Not only has TCCC been widely adopted by the U.S. military, but it is continuously and regularly updated, through a committee process, in order to ensure it remains as effective as possible.
The Committee on Tactical Combat Casualty Care (CoTCCC) now regularly puts forward recommendations to improve battlefield trauma care, and develops change papers to support these recommendations. These papers are published in the Journal of Special Operations Medicine.
The CoTCCC is comprised of 42 members from all military services, and its members have 100 percent deployed experience. The committee’s physicians and physician assistants work in fields of trauma surgery, emergency medicine, operational medicine, and critical care. The members also include combat corpsmen, PJs, medics, and combat medical educators.

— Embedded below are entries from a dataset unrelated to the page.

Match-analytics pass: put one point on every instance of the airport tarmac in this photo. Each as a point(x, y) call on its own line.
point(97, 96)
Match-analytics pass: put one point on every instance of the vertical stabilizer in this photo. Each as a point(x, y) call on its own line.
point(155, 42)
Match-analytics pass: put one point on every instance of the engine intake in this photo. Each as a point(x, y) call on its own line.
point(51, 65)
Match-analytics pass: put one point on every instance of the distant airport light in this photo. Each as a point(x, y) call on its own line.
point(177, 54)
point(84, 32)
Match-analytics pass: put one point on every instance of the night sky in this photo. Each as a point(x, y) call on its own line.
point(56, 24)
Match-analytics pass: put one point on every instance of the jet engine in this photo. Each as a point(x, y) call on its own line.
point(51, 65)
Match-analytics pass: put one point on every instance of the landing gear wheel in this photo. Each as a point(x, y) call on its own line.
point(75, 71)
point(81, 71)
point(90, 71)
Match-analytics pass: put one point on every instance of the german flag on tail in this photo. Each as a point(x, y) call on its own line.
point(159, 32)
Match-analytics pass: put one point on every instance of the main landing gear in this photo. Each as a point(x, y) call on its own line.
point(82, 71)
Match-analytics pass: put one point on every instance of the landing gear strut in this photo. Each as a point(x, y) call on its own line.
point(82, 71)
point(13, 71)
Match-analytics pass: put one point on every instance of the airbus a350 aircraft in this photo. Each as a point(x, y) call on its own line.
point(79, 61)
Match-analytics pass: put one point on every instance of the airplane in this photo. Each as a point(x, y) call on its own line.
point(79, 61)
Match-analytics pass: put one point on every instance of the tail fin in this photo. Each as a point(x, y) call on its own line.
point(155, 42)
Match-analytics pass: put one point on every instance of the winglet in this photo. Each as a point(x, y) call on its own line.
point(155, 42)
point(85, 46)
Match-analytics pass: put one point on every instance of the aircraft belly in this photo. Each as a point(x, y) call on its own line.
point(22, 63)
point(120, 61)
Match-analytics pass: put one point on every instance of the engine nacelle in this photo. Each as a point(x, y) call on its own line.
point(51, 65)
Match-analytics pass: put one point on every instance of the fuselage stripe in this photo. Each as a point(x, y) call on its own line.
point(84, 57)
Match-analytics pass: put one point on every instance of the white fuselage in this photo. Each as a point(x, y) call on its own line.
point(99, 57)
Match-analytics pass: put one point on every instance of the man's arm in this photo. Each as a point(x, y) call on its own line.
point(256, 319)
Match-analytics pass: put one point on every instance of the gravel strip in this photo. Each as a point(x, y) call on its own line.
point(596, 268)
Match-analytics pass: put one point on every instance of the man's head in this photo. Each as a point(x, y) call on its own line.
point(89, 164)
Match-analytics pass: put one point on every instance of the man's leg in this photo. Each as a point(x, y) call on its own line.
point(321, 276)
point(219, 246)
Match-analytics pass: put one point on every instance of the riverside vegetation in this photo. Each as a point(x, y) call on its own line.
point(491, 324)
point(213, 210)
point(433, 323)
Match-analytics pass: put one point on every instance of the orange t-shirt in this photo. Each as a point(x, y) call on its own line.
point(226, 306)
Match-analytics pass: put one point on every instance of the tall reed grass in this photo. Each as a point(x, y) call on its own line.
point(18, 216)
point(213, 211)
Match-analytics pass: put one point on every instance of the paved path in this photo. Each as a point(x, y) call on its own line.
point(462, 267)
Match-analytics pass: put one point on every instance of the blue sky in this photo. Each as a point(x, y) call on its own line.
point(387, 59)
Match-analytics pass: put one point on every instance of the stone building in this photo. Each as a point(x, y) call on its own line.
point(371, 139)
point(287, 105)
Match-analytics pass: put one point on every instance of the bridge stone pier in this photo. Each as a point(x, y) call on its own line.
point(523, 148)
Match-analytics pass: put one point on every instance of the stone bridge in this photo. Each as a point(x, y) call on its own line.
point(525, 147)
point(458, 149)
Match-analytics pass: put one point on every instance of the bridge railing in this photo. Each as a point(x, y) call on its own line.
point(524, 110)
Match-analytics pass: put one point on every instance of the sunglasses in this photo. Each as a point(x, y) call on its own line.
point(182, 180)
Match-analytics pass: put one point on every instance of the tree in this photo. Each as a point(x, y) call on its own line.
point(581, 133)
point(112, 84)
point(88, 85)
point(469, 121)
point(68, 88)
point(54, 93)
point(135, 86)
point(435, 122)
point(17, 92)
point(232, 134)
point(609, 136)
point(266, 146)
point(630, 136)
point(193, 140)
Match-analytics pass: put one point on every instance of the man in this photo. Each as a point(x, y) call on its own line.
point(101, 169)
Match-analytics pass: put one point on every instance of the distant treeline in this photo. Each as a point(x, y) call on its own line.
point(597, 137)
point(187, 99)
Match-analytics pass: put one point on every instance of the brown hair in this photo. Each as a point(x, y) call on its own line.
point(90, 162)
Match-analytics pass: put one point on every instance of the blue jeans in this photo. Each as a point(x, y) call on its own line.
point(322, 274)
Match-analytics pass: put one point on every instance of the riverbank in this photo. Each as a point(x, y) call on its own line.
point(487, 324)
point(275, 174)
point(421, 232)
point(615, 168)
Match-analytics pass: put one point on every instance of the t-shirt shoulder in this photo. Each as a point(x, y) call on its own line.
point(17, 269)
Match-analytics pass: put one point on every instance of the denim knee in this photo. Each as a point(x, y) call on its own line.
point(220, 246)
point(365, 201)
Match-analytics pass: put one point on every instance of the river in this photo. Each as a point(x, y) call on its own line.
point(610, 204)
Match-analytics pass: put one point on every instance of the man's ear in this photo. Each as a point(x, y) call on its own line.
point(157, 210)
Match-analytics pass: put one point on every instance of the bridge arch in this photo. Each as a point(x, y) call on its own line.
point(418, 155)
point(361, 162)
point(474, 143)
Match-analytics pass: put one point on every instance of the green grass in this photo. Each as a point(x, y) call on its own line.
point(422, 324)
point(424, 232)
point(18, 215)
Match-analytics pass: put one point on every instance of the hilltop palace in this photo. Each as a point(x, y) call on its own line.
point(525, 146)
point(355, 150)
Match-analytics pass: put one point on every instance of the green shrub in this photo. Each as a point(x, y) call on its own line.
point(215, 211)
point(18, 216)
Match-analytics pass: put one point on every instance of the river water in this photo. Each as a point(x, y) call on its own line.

Although TCCC has proven remarkably successful, Colonel Kotwal’s paper documents that TCCC application and training remains uneven throughout the armed services. Additionally, many ‘TCCC’ courses bear no resemblance to the TCCC course developed by the CoTCCC and the Joint Trauma System.
As the U.S. military moves into the post-war period, this education issue is being addressed. One proposed change that is currently being considered is a plan for the military to work with the National Association of Emergency Medical Technicians (NAEMT) to provide less expensive and higher quality TCCC courses to combat units. This type of continuous drive for improving battlefield trauma care in the U.S. military is an example of why TCCC has been so successful.
Regardless of its growing pains, it is indisputable that TCCC has saved a great many American lives, and for that, we should all be grateful.